FTA’s proposal to revise its policy was issued in May after a federal judge struck down an earlier FTA decision, paving the way for the Rochester-Genesee (N.Y.) Regional Transportation Authority to create new bus routes for the purpose of transporting students.
At issue in that decision was the judge’s interpretation of FTA’s definitions of “school bus operations” and “tripper service,” with the FTA arguing that the court’s interpretation could lead a transit agency to “conclude that it would be permitted to restructure its public transportation operation dramatically to accommodate the needs of a local school district and its students, thereby displacing private school bus operators and their employees.”
In the policy statement, FTA interprets the definition of “tripper service,” which is permissible, as it has interpreted it historically: “to allow a grantee to utilize various fare collections or subsidy systems, modify the frequency of service, and make de minimis route alterations from route paths in the immediate vicinity of schools to stops located at or in close proximity to the schools.”
The agency also stated that it will interpret exclusive “school bus operations,” which are not permissible, as encompassing “any service that a reasonable person would conclude was primarily designed to accommodate students and school personnel, and only incidentally to serve the nonstudent general public.

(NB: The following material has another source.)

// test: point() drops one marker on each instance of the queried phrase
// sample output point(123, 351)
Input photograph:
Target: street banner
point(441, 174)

Additionally, grantees may create new routes to serve school students and personnel if a reasonable person would conclude that the grantees designed the routes to serve some segment of the nonstudent general public.”

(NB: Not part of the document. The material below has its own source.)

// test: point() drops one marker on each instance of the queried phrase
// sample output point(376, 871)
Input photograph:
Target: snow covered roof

FTA believes this clarification would allow the agency to implement the express intent of Congress to prevent unfair competition between federally funded grantees and private school bus operators.
In the statement, FTA also responded to comments that it solicited from the public earlier this year, which addressed safety, environmental, regional and other concerns.

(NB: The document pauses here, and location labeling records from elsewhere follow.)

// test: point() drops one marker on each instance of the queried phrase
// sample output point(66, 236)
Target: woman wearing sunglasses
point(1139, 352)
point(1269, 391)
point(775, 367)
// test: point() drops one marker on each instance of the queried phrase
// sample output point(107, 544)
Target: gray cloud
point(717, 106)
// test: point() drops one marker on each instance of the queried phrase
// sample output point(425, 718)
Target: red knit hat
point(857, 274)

“There were probably two-to-one comments supporting FTA’s attempt to clarify the understanding of the regulation,” said Robin Leeds, industry expert for the National School Transportation Association (NSTA). “If the comments had been uniformly negative, then FTA might have been reluctant to go ahead with the statement. I think the outpouring of comments in favor was helpful.
“Everybody in the school bus industry believes that children are best served by school buses and not by transit buses,” Leeds said. “I think there will be continued contention between the school bus industry and the transit industry.”
Leeds said that because transit systems receive substantial revenue from providing service to schools, they are not likely to let the issue go without a fight. “They’ve got a lot invested in this and are not likely to just fold up their tents and walk away,” she said.
“We at NSTA are prepared for a battle, not just within the agency, but within Congress as well,” Leeds said. “It’s important to us to protect the private school bus industry against unfair competition from federally subsidized transit agencies, but it’s also important for the entire school bus industry to protect the right of children to be transported in school buses and not in transit buses.”
The FTA plans to issue a Notice of Proposed Rulemaking (NPRM) providing clearer definitions of “tripper service” and “school bus operations,” and to generally update its existing school bus regulations. The agency said it is working “expeditiously” to complete the NPRM.
“I expect that we’ll see it before the end of the year,” Leeds said.